One winter when I was about 16 was bad and I had a friend from Kenya who was at Cambridge uni doing a PhD. She had found lodgings in the attic of Sawston hall (Tudor Hall dating from 16th century) which in those days was privately owned by a truely eccentric british naval officer, the last of a long line of his family - desperately trying to keep the hall in one piece. Anyway there was such concern over ht roof that Liza, Tony and i were climbing out of attic windows with brooms frantically trying to brush the snow off and not kill our sleves in the process. There was probably about 12" 
It is really hard for us Brits to get our heads around what you are having to cope with.


----------



## fairlie (Sep 7, 2013)

Marzi said:


> Liza, Tony and i were climbing out of attic windows with brooms frantically trying to brush the snow off and not kill our sleves in the process. There was probably about 12"
> It is really hard for us Brits to get our heads around what you are having to cope with.


Thankfully none of you slipped off! That is the other problem, inexperienced people will go up with no safety equipment and completely destroy the roof shingles which will add to the misery of the rain. It is all very exciting to go through it at first, but it gets tiresome quickly when you run out of food, lose power and cannot get out at all.


----------



## flowerchild (Mar 21, 2012)

Yes, I just saw footage of a car repair shop within a mile of me with the roof collapsed. My house is a cape cod style, so very steep pitch to the roof. It's still covered, though! But it's brand new, so I'm not too worried.

Marzi, they are telling people to prepare now for flooding Sunday and Monday, but it's not easy to do when you can't drive! I'm far enough from water, I should be ok. But it will be very wet!

It is still coming down, very hard, I shoveled Bette's little place and around the furnace vents 1/2 hour ago, and it needs to be done again. Unreal, but hopefully almost over!

I'm attaching a weather map for today...you can see my little Hamburg in a bad spot--dark colors are the hardest hit. Buffalo is completely out of it. Canada is right there on the left, Fort Erie is in Canada, and just an hour or so to Renette's and a bit more to Camp Amanda!
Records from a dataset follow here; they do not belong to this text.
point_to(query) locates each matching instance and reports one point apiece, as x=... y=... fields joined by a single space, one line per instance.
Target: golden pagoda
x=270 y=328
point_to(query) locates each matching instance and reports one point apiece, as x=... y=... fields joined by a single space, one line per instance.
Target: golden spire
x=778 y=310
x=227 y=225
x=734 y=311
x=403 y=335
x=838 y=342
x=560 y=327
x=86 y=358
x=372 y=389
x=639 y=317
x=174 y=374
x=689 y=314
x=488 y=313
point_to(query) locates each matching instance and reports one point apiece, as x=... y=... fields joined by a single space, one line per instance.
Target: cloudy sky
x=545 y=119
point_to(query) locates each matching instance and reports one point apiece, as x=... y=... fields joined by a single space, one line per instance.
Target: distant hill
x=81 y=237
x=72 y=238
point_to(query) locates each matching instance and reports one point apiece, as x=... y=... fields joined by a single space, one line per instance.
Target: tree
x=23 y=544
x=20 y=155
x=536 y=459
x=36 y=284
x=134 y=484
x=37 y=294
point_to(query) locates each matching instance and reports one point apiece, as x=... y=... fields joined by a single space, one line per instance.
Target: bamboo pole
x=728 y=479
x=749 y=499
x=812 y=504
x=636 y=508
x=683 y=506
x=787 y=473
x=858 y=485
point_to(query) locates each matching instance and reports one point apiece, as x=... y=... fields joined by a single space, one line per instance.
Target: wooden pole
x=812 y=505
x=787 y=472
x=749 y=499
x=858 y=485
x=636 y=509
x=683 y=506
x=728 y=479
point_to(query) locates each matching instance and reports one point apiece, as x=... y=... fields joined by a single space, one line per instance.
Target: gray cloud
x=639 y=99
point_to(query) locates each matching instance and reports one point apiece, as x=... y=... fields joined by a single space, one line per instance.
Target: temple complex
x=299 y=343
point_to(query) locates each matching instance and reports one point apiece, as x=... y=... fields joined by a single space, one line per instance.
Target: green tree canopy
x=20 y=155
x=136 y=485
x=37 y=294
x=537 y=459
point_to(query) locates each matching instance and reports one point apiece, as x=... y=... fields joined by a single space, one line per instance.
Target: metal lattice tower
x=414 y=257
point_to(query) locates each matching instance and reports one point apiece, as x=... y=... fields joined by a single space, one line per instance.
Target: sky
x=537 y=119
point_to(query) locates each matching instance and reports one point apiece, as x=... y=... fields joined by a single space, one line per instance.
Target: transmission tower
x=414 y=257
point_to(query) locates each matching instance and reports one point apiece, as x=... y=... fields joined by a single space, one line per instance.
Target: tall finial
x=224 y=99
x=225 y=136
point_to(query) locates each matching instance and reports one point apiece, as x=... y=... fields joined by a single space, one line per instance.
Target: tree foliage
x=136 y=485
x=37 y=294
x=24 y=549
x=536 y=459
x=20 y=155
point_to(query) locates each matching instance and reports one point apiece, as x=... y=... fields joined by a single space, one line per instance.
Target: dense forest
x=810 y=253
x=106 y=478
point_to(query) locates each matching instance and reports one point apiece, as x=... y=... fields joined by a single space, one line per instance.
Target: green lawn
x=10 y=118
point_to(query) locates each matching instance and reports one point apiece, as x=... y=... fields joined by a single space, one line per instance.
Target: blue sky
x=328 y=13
If it showed just north of buffalo, there is Niagara Falls!


----------



## lady amanda (Nov 26, 2010)

oh Sue....yikes.


----------



## flowerchild (Mar 21, 2012)

it's over! arty2:arty2:arty2::whoo::whoo:arty::XD:


----------



## lady amanda (Nov 26, 2010)

Wahoooooooooooooooo!!!!!!!!!!!


----------



## flowerchild (Mar 21, 2012)

Just got the snow totals. My town, Hamburg, NY got 84.5 inches or 214.63 cm!!
And roads are opening today! My mini will remain in garage until next week, but we may get my neighbor's car out tomorrow!


----------



## flowerchild (Mar 21, 2012)

Right now it looks like this


----------



## fairlie (Sep 7, 2013)

Good news!  How is your roof holding out?


----------



## flowerchild (Mar 21, 2012)

No problems, at least yet, Fairlie! An elderly friend is waiting for the police to pick her up and bring her here (she's about a mile away). Her roof is creaking. She'll stay with my neighbor, we're all friends, because I don't keep my house as hot as she likes it!

I've got a path half done between my house and said neighbors. She drives a big old Buick that we'll all use until the snow piles are lower than my mini's roof!My front door is blocked, and I'll either wait for the rain tomorrow, or dig from my deck. 

Poor Bette is very unhappy. No running around.


----------



## Tinman (Apr 23, 2013)

Wow that is some serious snow scenes!!
Glad your all safe x


----------